A pitch-man’s latest pitch

If Rep. Robert Wexler were smart, he’d feel like an idiot. Wexler, a liberal Democratic congressman from South Florida, was the first high-profile Jewish politician outside of Illinois to endorse Barack Obama’s presidential candidacy. Thereafter, he vouched non-stop for Obama’s bona fides as a friend of Israel.

Within a few months of taking office, however, Obama was demanding unconditionally that Israel stop all new construction in its settlements even though the U.S., during the Bush administration, had informally assured Israel that natural growth construction was not objectionable. Israelis were thus told by Obama not to build homes for their children in their communities based on the hope that a Palestinian govenment capable of negotiating with Israel might one day emerge from the present chaos, and that this govenment might deign to recognize Israel’s right to exist and really mean it.

This week, Wexler was in Israel for the third time this year attempting to gloss over Obama’s one-sided hostility towards Israel — and in particular towards the government of Prime Minister Netanyahu — while trying to persuade Israel to bend to the will of his patron. Recognizing that there is no Palestinian “peace partner,” Wexler argued that Israel stood to gain the normalization of relations with “22 Arab states” if only it would freeze all settlement construction. Recognizing that this result is implausible, a desperate-sounding Wexler said:

I want to see, if Israel makes substantial movement toward a credible peace process, whether [the Arab states] are willing to do it. And if they are not, better that we should find out five or six months into the process, before Israel is actually asked to compromise any significant position.

In other words, the settlement freeze is only the first, and least significant, in a series of demands Obama intends to make on Israel.

Wexler then tried to signal that the freeze would not be absolute:

I don’t see an equation where it is in Israel’s interest to say no, so I believe Israel will say yes, under a certain set of qualifications that Israel will agree to. This is one hundred percent in Israel’s national security interest. Any process of discussion requires compromise, particularly amongst friends and allies if they are coming from different points.
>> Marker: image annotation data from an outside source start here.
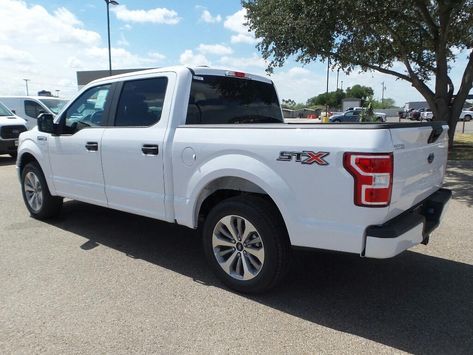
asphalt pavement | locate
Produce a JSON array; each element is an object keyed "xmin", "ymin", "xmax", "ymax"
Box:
[{"xmin": 0, "ymin": 156, "xmax": 473, "ymax": 354}]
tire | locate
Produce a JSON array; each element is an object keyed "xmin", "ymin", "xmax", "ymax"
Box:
[
  {"xmin": 202, "ymin": 195, "xmax": 291, "ymax": 293},
  {"xmin": 21, "ymin": 162, "xmax": 62, "ymax": 220}
]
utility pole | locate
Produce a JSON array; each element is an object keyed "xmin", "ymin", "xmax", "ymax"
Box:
[
  {"xmin": 105, "ymin": 0, "xmax": 118, "ymax": 76},
  {"xmin": 23, "ymin": 79, "xmax": 30, "ymax": 96},
  {"xmin": 381, "ymin": 81, "xmax": 386, "ymax": 104},
  {"xmin": 325, "ymin": 58, "xmax": 330, "ymax": 118}
]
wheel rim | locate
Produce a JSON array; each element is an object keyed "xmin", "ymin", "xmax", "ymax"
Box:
[
  {"xmin": 212, "ymin": 215, "xmax": 265, "ymax": 281},
  {"xmin": 24, "ymin": 171, "xmax": 43, "ymax": 212}
]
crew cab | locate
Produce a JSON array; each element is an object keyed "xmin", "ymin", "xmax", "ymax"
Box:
[
  {"xmin": 17, "ymin": 67, "xmax": 451, "ymax": 292},
  {"xmin": 0, "ymin": 102, "xmax": 26, "ymax": 158}
]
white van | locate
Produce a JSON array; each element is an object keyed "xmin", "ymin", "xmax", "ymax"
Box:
[{"xmin": 0, "ymin": 96, "xmax": 68, "ymax": 129}]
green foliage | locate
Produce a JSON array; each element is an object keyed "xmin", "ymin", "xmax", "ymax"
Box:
[{"xmin": 243, "ymin": 0, "xmax": 473, "ymax": 143}]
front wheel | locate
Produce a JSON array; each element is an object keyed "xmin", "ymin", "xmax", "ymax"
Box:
[
  {"xmin": 21, "ymin": 162, "xmax": 62, "ymax": 219},
  {"xmin": 203, "ymin": 196, "xmax": 290, "ymax": 293}
]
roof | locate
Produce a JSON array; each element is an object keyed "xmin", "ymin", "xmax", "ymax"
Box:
[{"xmin": 85, "ymin": 65, "xmax": 273, "ymax": 89}]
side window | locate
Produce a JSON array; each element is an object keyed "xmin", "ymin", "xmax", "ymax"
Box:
[
  {"xmin": 25, "ymin": 100, "xmax": 44, "ymax": 118},
  {"xmin": 115, "ymin": 78, "xmax": 168, "ymax": 127},
  {"xmin": 64, "ymin": 84, "xmax": 111, "ymax": 134}
]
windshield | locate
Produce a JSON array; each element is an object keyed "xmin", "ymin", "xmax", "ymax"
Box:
[
  {"xmin": 0, "ymin": 102, "xmax": 13, "ymax": 116},
  {"xmin": 186, "ymin": 75, "xmax": 284, "ymax": 124},
  {"xmin": 39, "ymin": 99, "xmax": 67, "ymax": 115}
]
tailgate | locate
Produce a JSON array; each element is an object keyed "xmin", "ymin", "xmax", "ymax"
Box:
[{"xmin": 388, "ymin": 122, "xmax": 448, "ymax": 219}]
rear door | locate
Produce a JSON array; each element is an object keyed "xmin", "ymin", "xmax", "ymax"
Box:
[
  {"xmin": 390, "ymin": 122, "xmax": 448, "ymax": 217},
  {"xmin": 102, "ymin": 73, "xmax": 175, "ymax": 219}
]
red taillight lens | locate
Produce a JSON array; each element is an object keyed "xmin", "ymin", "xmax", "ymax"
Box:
[
  {"xmin": 343, "ymin": 153, "xmax": 394, "ymax": 207},
  {"xmin": 225, "ymin": 71, "xmax": 246, "ymax": 78}
]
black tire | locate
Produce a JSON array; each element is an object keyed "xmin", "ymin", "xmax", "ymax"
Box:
[
  {"xmin": 202, "ymin": 195, "xmax": 291, "ymax": 293},
  {"xmin": 21, "ymin": 162, "xmax": 62, "ymax": 220}
]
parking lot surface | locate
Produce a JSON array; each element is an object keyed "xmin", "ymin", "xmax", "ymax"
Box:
[{"xmin": 0, "ymin": 156, "xmax": 473, "ymax": 354}]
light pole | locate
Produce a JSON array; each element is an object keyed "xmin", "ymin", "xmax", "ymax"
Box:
[
  {"xmin": 325, "ymin": 58, "xmax": 330, "ymax": 119},
  {"xmin": 105, "ymin": 0, "xmax": 118, "ymax": 76},
  {"xmin": 23, "ymin": 79, "xmax": 30, "ymax": 96}
]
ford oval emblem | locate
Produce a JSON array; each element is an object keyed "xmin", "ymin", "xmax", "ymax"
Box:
[{"xmin": 427, "ymin": 153, "xmax": 435, "ymax": 164}]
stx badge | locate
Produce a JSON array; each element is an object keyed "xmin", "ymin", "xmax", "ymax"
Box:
[{"xmin": 277, "ymin": 150, "xmax": 330, "ymax": 165}]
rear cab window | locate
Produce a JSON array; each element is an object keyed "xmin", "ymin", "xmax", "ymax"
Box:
[{"xmin": 186, "ymin": 75, "xmax": 284, "ymax": 125}]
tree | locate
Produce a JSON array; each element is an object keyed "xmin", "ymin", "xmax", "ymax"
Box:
[
  {"xmin": 243, "ymin": 0, "xmax": 473, "ymax": 143},
  {"xmin": 281, "ymin": 99, "xmax": 296, "ymax": 109},
  {"xmin": 347, "ymin": 84, "xmax": 374, "ymax": 106}
]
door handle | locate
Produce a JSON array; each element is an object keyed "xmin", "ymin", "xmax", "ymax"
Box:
[
  {"xmin": 85, "ymin": 142, "xmax": 99, "ymax": 152},
  {"xmin": 141, "ymin": 144, "xmax": 159, "ymax": 155}
]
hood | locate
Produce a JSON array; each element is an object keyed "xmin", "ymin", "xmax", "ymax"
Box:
[{"xmin": 0, "ymin": 115, "xmax": 26, "ymax": 126}]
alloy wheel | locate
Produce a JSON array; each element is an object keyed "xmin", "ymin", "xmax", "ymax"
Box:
[{"xmin": 212, "ymin": 215, "xmax": 265, "ymax": 281}]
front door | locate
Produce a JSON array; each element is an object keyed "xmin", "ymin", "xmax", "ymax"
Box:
[{"xmin": 48, "ymin": 84, "xmax": 111, "ymax": 206}]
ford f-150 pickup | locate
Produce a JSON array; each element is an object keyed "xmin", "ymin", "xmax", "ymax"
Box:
[{"xmin": 17, "ymin": 67, "xmax": 451, "ymax": 292}]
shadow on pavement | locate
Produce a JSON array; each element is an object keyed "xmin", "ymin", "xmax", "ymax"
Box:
[
  {"xmin": 0, "ymin": 155, "xmax": 16, "ymax": 166},
  {"xmin": 50, "ymin": 201, "xmax": 473, "ymax": 354},
  {"xmin": 444, "ymin": 160, "xmax": 473, "ymax": 207}
]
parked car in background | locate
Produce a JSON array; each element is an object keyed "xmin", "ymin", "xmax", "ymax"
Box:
[
  {"xmin": 459, "ymin": 109, "xmax": 473, "ymax": 122},
  {"xmin": 0, "ymin": 96, "xmax": 68, "ymax": 129},
  {"xmin": 329, "ymin": 107, "xmax": 386, "ymax": 123},
  {"xmin": 0, "ymin": 102, "xmax": 26, "ymax": 157},
  {"xmin": 419, "ymin": 108, "xmax": 434, "ymax": 121}
]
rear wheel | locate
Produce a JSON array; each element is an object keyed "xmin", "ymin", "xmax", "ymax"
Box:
[
  {"xmin": 21, "ymin": 162, "xmax": 62, "ymax": 219},
  {"xmin": 203, "ymin": 196, "xmax": 290, "ymax": 293}
]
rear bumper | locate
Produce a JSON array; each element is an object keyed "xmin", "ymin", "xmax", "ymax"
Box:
[{"xmin": 362, "ymin": 189, "xmax": 452, "ymax": 259}]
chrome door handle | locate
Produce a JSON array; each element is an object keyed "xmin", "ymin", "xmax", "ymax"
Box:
[
  {"xmin": 141, "ymin": 144, "xmax": 159, "ymax": 155},
  {"xmin": 85, "ymin": 142, "xmax": 99, "ymax": 152}
]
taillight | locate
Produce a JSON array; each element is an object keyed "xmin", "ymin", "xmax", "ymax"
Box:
[
  {"xmin": 343, "ymin": 153, "xmax": 394, "ymax": 207},
  {"xmin": 225, "ymin": 71, "xmax": 247, "ymax": 79}
]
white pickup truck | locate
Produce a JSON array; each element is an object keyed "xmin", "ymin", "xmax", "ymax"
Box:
[{"xmin": 17, "ymin": 67, "xmax": 451, "ymax": 292}]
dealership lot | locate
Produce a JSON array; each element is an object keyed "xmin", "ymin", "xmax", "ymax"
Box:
[{"xmin": 0, "ymin": 157, "xmax": 473, "ymax": 353}]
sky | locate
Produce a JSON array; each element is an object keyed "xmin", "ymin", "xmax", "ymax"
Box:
[{"xmin": 0, "ymin": 0, "xmax": 466, "ymax": 106}]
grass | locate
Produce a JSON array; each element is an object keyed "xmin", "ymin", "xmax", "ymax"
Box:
[{"xmin": 448, "ymin": 133, "xmax": 473, "ymax": 160}]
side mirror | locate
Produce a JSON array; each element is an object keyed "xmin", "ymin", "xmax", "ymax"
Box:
[{"xmin": 37, "ymin": 113, "xmax": 58, "ymax": 134}]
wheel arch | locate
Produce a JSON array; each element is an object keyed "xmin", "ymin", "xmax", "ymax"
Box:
[
  {"xmin": 17, "ymin": 140, "xmax": 56, "ymax": 195},
  {"xmin": 194, "ymin": 176, "xmax": 287, "ymax": 234},
  {"xmin": 175, "ymin": 154, "xmax": 294, "ymax": 238}
]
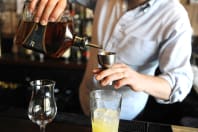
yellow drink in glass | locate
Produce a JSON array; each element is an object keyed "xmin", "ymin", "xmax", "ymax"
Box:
[{"xmin": 92, "ymin": 108, "xmax": 119, "ymax": 132}]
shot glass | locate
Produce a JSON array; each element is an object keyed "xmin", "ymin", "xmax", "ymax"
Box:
[
  {"xmin": 90, "ymin": 90, "xmax": 122, "ymax": 132},
  {"xmin": 98, "ymin": 50, "xmax": 116, "ymax": 85}
]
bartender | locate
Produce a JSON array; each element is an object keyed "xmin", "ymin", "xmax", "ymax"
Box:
[{"xmin": 30, "ymin": 0, "xmax": 193, "ymax": 120}]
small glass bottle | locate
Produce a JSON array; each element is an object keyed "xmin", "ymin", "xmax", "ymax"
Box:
[{"xmin": 14, "ymin": 1, "xmax": 100, "ymax": 58}]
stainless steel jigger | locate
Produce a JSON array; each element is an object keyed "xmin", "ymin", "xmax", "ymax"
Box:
[{"xmin": 98, "ymin": 50, "xmax": 116, "ymax": 85}]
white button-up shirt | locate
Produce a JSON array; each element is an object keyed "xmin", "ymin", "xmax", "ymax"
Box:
[{"xmin": 79, "ymin": 0, "xmax": 193, "ymax": 120}]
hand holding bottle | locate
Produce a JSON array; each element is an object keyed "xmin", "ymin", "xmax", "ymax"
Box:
[{"xmin": 29, "ymin": 0, "xmax": 67, "ymax": 25}]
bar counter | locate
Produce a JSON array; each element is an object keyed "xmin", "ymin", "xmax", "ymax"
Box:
[{"xmin": 0, "ymin": 109, "xmax": 198, "ymax": 132}]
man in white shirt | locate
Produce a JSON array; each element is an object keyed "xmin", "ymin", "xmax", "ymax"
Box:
[{"xmin": 28, "ymin": 0, "xmax": 193, "ymax": 120}]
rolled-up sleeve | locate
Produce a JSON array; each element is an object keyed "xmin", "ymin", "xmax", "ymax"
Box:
[{"xmin": 156, "ymin": 14, "xmax": 193, "ymax": 103}]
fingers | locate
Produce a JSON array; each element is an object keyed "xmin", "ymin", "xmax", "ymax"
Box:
[
  {"xmin": 29, "ymin": 0, "xmax": 39, "ymax": 13},
  {"xmin": 29, "ymin": 0, "xmax": 67, "ymax": 25},
  {"xmin": 34, "ymin": 0, "xmax": 48, "ymax": 25}
]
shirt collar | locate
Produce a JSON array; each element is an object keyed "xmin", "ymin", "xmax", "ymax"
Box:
[
  {"xmin": 140, "ymin": 0, "xmax": 155, "ymax": 12},
  {"xmin": 136, "ymin": 0, "xmax": 156, "ymax": 17}
]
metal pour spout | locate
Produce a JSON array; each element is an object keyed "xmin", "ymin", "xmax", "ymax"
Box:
[{"xmin": 74, "ymin": 36, "xmax": 102, "ymax": 49}]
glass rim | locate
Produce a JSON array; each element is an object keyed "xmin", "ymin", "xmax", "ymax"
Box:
[
  {"xmin": 90, "ymin": 89, "xmax": 122, "ymax": 98},
  {"xmin": 30, "ymin": 79, "xmax": 56, "ymax": 86}
]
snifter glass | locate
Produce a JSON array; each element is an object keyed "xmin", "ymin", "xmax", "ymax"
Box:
[{"xmin": 14, "ymin": 1, "xmax": 99, "ymax": 57}]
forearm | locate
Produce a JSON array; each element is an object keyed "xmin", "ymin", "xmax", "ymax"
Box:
[{"xmin": 136, "ymin": 74, "xmax": 171, "ymax": 100}]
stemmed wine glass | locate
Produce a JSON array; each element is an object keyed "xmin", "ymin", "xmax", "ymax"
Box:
[{"xmin": 28, "ymin": 79, "xmax": 57, "ymax": 132}]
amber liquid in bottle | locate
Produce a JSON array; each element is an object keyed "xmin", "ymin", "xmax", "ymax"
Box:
[{"xmin": 14, "ymin": 21, "xmax": 73, "ymax": 58}]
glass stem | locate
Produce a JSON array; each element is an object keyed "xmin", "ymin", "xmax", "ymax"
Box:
[{"xmin": 40, "ymin": 125, "xmax": 45, "ymax": 132}]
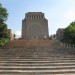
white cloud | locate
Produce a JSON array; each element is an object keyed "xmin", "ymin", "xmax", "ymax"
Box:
[
  {"xmin": 65, "ymin": 10, "xmax": 75, "ymax": 20},
  {"xmin": 15, "ymin": 31, "xmax": 21, "ymax": 38}
]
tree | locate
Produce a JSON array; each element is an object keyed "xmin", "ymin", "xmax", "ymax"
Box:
[
  {"xmin": 0, "ymin": 4, "xmax": 8, "ymax": 38},
  {"xmin": 63, "ymin": 22, "xmax": 75, "ymax": 44},
  {"xmin": 0, "ymin": 4, "xmax": 10, "ymax": 46},
  {"xmin": 0, "ymin": 4, "xmax": 8, "ymax": 23}
]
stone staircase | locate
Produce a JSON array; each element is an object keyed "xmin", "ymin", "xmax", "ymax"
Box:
[{"xmin": 0, "ymin": 39, "xmax": 75, "ymax": 75}]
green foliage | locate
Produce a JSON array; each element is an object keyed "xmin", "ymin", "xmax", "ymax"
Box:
[
  {"xmin": 0, "ymin": 38, "xmax": 9, "ymax": 47},
  {"xmin": 0, "ymin": 4, "xmax": 9, "ymax": 46},
  {"xmin": 63, "ymin": 22, "xmax": 75, "ymax": 44}
]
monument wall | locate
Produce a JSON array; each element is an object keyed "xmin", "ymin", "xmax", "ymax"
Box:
[{"xmin": 22, "ymin": 12, "xmax": 49, "ymax": 39}]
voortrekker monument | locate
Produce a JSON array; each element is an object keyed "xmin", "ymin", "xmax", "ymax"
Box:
[{"xmin": 22, "ymin": 12, "xmax": 49, "ymax": 39}]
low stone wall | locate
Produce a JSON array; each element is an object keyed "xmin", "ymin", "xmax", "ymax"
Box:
[{"xmin": 60, "ymin": 42, "xmax": 75, "ymax": 50}]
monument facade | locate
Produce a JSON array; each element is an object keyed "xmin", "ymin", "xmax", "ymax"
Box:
[{"xmin": 22, "ymin": 12, "xmax": 49, "ymax": 39}]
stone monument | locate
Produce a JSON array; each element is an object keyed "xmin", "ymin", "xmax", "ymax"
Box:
[{"xmin": 22, "ymin": 12, "xmax": 49, "ymax": 39}]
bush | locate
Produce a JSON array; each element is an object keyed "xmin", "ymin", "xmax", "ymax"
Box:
[{"xmin": 0, "ymin": 38, "xmax": 9, "ymax": 46}]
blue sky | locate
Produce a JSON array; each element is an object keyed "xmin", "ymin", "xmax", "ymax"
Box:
[{"xmin": 0, "ymin": 0, "xmax": 75, "ymax": 37}]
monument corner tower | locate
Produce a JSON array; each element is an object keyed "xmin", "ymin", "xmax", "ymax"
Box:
[{"xmin": 22, "ymin": 12, "xmax": 49, "ymax": 39}]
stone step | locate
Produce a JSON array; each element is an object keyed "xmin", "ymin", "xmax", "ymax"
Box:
[
  {"xmin": 0, "ymin": 73, "xmax": 75, "ymax": 75},
  {"xmin": 0, "ymin": 65, "xmax": 75, "ymax": 70},
  {"xmin": 0, "ymin": 69, "xmax": 75, "ymax": 74}
]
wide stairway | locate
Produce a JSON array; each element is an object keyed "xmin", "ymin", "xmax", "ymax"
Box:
[{"xmin": 0, "ymin": 41, "xmax": 75, "ymax": 75}]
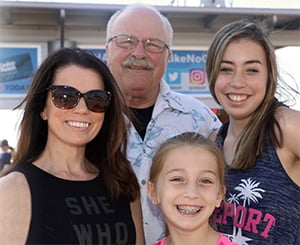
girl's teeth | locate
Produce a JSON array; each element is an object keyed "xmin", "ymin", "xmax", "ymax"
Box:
[
  {"xmin": 178, "ymin": 207, "xmax": 201, "ymax": 214},
  {"xmin": 68, "ymin": 121, "xmax": 89, "ymax": 128}
]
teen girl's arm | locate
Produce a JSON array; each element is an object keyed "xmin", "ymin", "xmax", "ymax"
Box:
[
  {"xmin": 276, "ymin": 107, "xmax": 300, "ymax": 186},
  {"xmin": 130, "ymin": 198, "xmax": 146, "ymax": 245}
]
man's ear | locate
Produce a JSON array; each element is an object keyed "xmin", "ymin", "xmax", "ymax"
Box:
[
  {"xmin": 40, "ymin": 110, "xmax": 48, "ymax": 121},
  {"xmin": 147, "ymin": 181, "xmax": 159, "ymax": 205}
]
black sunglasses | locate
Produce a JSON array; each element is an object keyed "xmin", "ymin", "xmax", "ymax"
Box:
[{"xmin": 48, "ymin": 85, "xmax": 111, "ymax": 112}]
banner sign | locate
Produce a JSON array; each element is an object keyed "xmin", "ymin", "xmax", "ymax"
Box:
[
  {"xmin": 0, "ymin": 45, "xmax": 40, "ymax": 97},
  {"xmin": 88, "ymin": 49, "xmax": 210, "ymax": 96},
  {"xmin": 164, "ymin": 50, "xmax": 210, "ymax": 95}
]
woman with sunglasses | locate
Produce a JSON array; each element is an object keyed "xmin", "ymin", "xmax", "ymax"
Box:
[{"xmin": 0, "ymin": 48, "xmax": 144, "ymax": 245}]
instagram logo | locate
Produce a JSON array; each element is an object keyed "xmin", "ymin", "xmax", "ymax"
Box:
[{"xmin": 190, "ymin": 69, "xmax": 205, "ymax": 85}]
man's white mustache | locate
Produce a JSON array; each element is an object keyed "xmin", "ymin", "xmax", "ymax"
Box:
[{"xmin": 122, "ymin": 57, "xmax": 154, "ymax": 70}]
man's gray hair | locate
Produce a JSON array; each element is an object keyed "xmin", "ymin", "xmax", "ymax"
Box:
[{"xmin": 106, "ymin": 3, "xmax": 173, "ymax": 46}]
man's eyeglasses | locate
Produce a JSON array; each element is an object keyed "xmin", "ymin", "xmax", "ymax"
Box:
[
  {"xmin": 48, "ymin": 85, "xmax": 111, "ymax": 112},
  {"xmin": 107, "ymin": 34, "xmax": 169, "ymax": 53}
]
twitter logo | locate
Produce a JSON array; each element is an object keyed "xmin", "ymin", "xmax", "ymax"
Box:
[{"xmin": 166, "ymin": 71, "xmax": 180, "ymax": 84}]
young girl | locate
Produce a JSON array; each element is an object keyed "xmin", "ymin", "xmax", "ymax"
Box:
[{"xmin": 147, "ymin": 132, "xmax": 238, "ymax": 245}]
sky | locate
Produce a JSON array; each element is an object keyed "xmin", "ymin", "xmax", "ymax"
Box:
[{"xmin": 6, "ymin": 0, "xmax": 300, "ymax": 8}]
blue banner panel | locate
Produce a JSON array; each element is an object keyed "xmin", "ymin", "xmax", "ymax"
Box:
[
  {"xmin": 0, "ymin": 47, "xmax": 38, "ymax": 96},
  {"xmin": 88, "ymin": 49, "xmax": 210, "ymax": 96}
]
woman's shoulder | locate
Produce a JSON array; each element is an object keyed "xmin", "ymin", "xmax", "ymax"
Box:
[
  {"xmin": 216, "ymin": 233, "xmax": 239, "ymax": 245},
  {"xmin": 0, "ymin": 172, "xmax": 29, "ymax": 196}
]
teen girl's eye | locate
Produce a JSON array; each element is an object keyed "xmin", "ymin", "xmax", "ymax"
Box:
[
  {"xmin": 247, "ymin": 68, "xmax": 259, "ymax": 73},
  {"xmin": 200, "ymin": 178, "xmax": 214, "ymax": 184},
  {"xmin": 220, "ymin": 65, "xmax": 232, "ymax": 73},
  {"xmin": 170, "ymin": 176, "xmax": 184, "ymax": 182}
]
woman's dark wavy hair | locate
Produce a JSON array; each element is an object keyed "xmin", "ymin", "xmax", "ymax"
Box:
[
  {"xmin": 10, "ymin": 48, "xmax": 139, "ymax": 201},
  {"xmin": 206, "ymin": 19, "xmax": 283, "ymax": 169}
]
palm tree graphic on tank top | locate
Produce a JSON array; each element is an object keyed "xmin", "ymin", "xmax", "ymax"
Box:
[{"xmin": 227, "ymin": 178, "xmax": 265, "ymax": 245}]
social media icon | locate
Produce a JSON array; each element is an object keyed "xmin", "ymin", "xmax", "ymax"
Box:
[{"xmin": 189, "ymin": 68, "xmax": 205, "ymax": 85}]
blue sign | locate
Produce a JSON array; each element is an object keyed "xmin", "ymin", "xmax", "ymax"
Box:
[
  {"xmin": 0, "ymin": 47, "xmax": 38, "ymax": 95},
  {"xmin": 88, "ymin": 49, "xmax": 210, "ymax": 95}
]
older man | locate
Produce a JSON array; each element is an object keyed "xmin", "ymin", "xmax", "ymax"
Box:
[{"xmin": 106, "ymin": 4, "xmax": 220, "ymax": 244}]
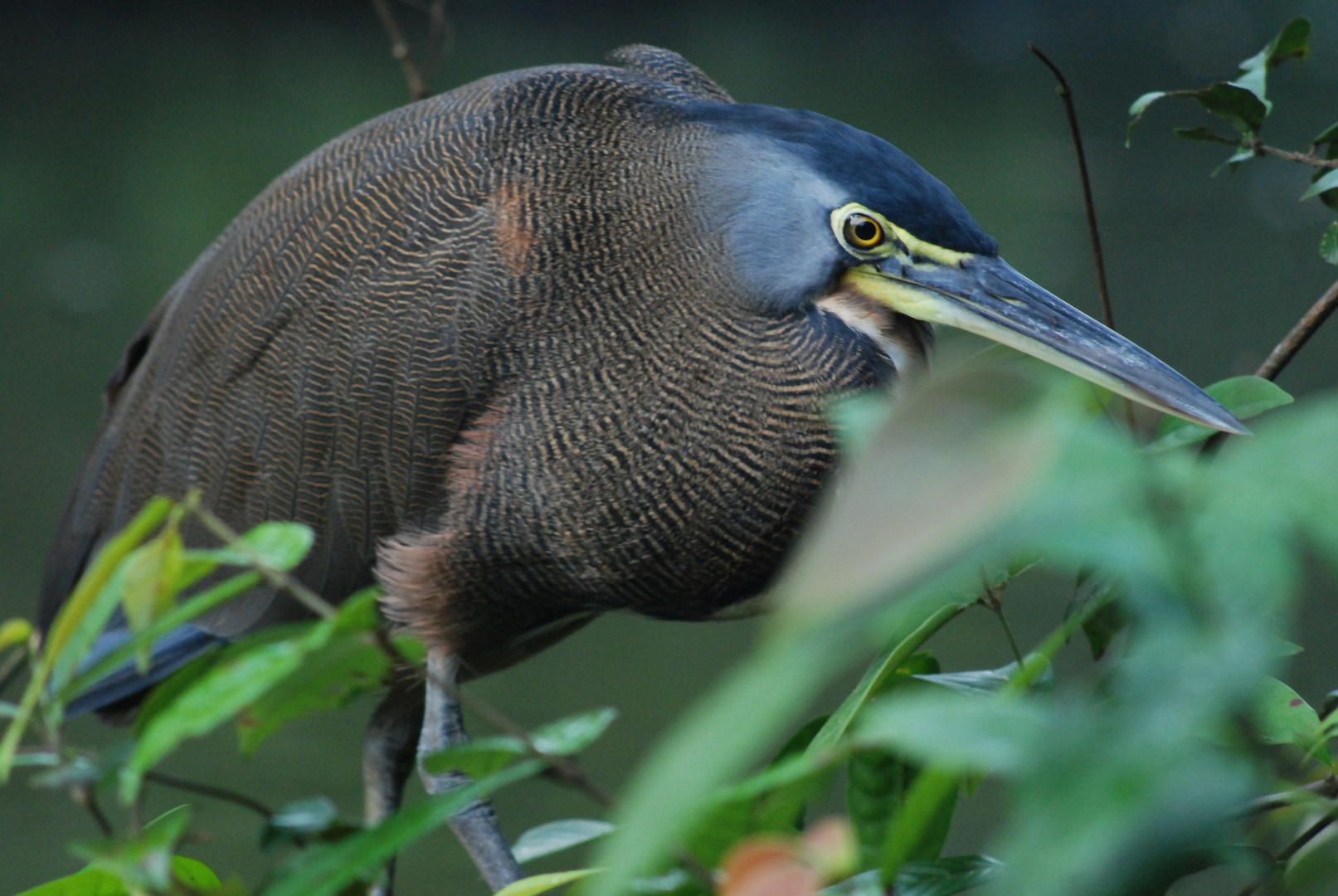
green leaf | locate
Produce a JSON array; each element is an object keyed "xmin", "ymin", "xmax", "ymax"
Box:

Wexler would not identify the “qualifications” to the settlement freeze the Obama administration might agree to. In any event, Secretary of State Clinton has made it clear that President Obama is demanding a total freeze, without exception or qualification. A month ago, she stated “[President Obama] wants to see a stop to settlements — not some settlements, not outposts, not ‘natural growth’ exceptions. That is our position. That is what we have communicated very clearly.” To my knowledge, neither the president nor anyone in his administration has backed away from that position.

Wexler then criticized the Israeli press for playing up Obama’s demands on the Israelis without stressing his demand that Arab states normalize relations with Israel. But Wexler acknowledged that Obama expects Israel to meet his demands not only in advance of any actual steps towards normalization by any Arab state, but also in advance of any indication that any Arab state will take such steps if Israel adopts the total freeze. Wexler dismissed Israel’s desire to see something positive from its adversaries before it impairs the rights of its own citizens as “childish.”

Wexler may or may not feel like an idiot. But Israelis should feel like idiots if they take him seriously.